White did voice work for about nine months before she finally felt confident enough to try out her new voice at the office. But then came a new fear: that she wouldn't be taken as seriously as a woman.

"I think that I used to enjoy white male privilege," she says. "And so I could be kind of sloppy." Just standing in front of a room and talking back then was usually enough to feel listened to.

Now, White explains, "I find that I have to think a little bit more and be a little bit more prepared and precise."

So there can be some trade-offs to finding a voice that really expresses who you are — trade-offs that both Tina White and Monica Hanna are willing to put up with.

Hanna says that initially some people close to her didn't approve of the changes she was making in her voice; some called the changes anti-feminist. But for Hanna, the goal was not to work against her identity as a woman, but to find a way to make her voice less distracting.

"I want to be taken more seriously," she says, "from the first words out of my mouth to the last. I'm never going to be a baritone powerhouse. There's something to be said about doing something to improve yourself in a way that adds to your craft and adds to your credibility."
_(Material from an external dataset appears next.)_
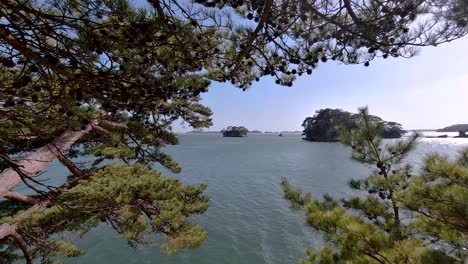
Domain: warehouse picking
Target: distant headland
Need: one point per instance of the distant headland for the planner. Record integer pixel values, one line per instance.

White, meanwhile, can now give voice to the internal — and very feminine — monologue that she spent her life censoring, certain she would be ridiculed.

"I'm finally happy," White says, "because [this voice] lets me express the feelings that I have inside, that I was always keeping bottled up."

That's the goal of all this hard work: for women like White and Hanna to find their voices, so the world can stop focusing on how they sound and pay attention to what they're saying.